By IFCMarkets
US stocks advanced on Tuesday after weak US service sector report was deemed as possibly delaying an expected interest rate hike by the Federal Reserve. The dollar weakened. The live dollar index data show the ICE US Dollar index, a measure of the dollar’s strength against a basket of six rival currencies, fell 0.9% to 94.852, largest daily decline in a month.
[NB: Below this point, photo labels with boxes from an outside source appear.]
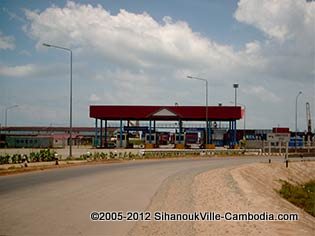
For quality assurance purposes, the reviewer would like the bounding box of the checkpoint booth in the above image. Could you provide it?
[90,105,242,148]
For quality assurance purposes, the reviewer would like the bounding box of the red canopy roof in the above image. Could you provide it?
[90,105,242,121]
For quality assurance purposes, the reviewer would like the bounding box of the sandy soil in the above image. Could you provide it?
[130,162,315,236]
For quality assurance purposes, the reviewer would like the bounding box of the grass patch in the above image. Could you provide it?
[279,180,315,217]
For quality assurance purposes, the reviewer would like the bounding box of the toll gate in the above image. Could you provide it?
[90,105,242,148]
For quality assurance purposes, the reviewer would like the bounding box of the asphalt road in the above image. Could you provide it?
[0,158,276,235]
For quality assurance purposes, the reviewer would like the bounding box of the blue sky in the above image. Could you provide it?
[0,0,315,130]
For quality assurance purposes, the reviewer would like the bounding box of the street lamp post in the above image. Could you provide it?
[187,76,209,145]
[294,91,302,152]
[43,43,72,157]
[233,84,238,106]
[230,101,246,139]
[4,105,19,128]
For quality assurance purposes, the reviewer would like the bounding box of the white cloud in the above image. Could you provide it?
[0,64,38,77]
[89,93,101,102]
[0,0,315,128]
[22,2,259,74]
[0,64,68,78]
[0,31,15,50]
[242,86,281,103]
[235,0,315,41]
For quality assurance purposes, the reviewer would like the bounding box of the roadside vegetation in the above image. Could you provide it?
[0,149,56,164]
[279,179,315,217]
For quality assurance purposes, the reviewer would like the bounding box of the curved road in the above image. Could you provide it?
[0,158,270,235]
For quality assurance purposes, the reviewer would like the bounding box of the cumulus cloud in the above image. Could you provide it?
[0,31,15,50]
[25,2,259,74]
[235,0,315,41]
[234,0,315,82]
[4,0,315,127]
[0,64,66,78]
[242,86,281,103]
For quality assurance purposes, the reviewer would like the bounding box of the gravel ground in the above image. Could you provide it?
[129,162,315,236]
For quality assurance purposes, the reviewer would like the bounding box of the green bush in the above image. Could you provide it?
[29,149,56,162]
[279,180,315,216]
[0,154,10,165]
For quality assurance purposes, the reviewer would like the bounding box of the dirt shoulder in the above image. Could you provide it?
[194,162,315,236]
[129,162,315,236]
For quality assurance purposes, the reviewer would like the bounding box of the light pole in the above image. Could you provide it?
[4,105,19,128]
[233,84,238,106]
[294,91,302,152]
[187,76,209,145]
[230,101,246,139]
[43,43,72,157]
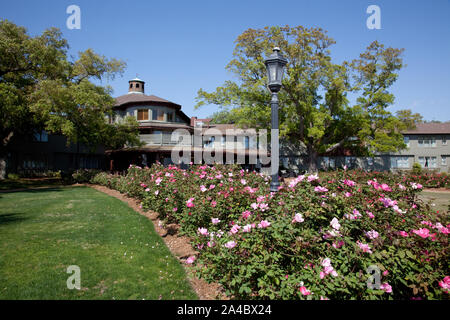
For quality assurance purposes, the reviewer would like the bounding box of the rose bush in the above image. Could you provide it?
[87,165,450,299]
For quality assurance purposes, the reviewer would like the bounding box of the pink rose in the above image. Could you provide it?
[299,286,311,296]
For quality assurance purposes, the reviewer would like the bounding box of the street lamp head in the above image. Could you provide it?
[264,47,287,93]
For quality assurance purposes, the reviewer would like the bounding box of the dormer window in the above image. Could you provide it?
[137,109,148,121]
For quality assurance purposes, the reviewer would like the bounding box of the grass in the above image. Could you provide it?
[0,187,197,299]
[0,178,63,190]
[419,191,450,213]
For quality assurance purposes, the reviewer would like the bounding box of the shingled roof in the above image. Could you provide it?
[114,93,181,110]
[402,122,450,134]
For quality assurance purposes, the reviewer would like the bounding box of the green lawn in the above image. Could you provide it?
[0,178,63,191]
[0,187,197,299]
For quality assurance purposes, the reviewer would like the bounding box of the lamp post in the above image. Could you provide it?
[264,47,287,192]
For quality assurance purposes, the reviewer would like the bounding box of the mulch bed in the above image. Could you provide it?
[86,184,228,300]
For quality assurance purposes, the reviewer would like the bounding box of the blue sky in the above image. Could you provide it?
[0,0,450,121]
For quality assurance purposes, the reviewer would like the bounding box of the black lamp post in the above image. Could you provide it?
[264,47,287,192]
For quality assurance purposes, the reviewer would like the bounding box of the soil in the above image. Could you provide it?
[86,185,228,300]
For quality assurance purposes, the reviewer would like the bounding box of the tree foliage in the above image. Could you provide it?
[196,26,417,170]
[0,20,141,179]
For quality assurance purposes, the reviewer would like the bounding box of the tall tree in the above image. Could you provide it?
[196,26,420,171]
[0,20,137,179]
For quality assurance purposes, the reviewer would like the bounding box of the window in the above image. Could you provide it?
[138,109,148,121]
[419,157,437,168]
[345,157,356,169]
[391,157,409,168]
[418,136,436,148]
[33,130,48,142]
[322,157,336,169]
[156,110,164,121]
[403,136,409,148]
[203,136,216,148]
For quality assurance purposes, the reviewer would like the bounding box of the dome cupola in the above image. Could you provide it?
[128,78,145,94]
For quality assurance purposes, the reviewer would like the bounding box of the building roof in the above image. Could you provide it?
[403,122,450,134]
[114,93,181,110]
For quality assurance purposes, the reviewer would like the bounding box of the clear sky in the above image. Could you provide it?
[0,0,450,121]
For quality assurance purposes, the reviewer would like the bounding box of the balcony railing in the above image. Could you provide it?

The Dow Jones industrial average rose 0.3% to 18538.12 led by Chevron and Boeing which closed more than 1% higher. Losses in Nike, United Technologies Corporation, Home Depot and General Electric limited the gain in the blue chip index. The S&P 500 closed 0.3% higher as 2186.48 led by energy, utilities and telecom stocks. The Nasdaq index gained 0.5% settling at 5260.08. The Nonmanufacturing Index of the Institute for Supply Management fell to 51.4 in August from 55.5 in July, the slowest pace of growth since 2010. The slowing of economic activity in service sector was another weak report which supported the case of no rate hike at Federal Reserve’s September meeting after weaker than expected jobs report on Friday. Investors continue buying risky stocks despite high stock valuations given the alternative of low yields on safe assets. The slipping of the Fed’s labor-market conditions index to minus 0.7 in August after a positive reading of 1.3 in July, the seventh negative reading in the past eight months, was another negative development for the likelihood of a rate hike soon. Market participants are pricing in a 15% chance of a rate hike at the Fed’s September 20-21 policy meeting, down from 30% before the ISM report on Tuesday, according to the CME Group’s FedWatch tool. Today at 13:00 CET Mortgage applications will be released by the Mortgage Bankers’ Associations in US. At 16:00 CET July Job Openings and Labor Turnover Summary results will be published. At 20:00 CET Federal Reserve Beige Book will be released. At 16:00 CET the Bank of Canada Interest Rate decision will be released. The Bank is expected to leave the rates unchanged at 0.5%.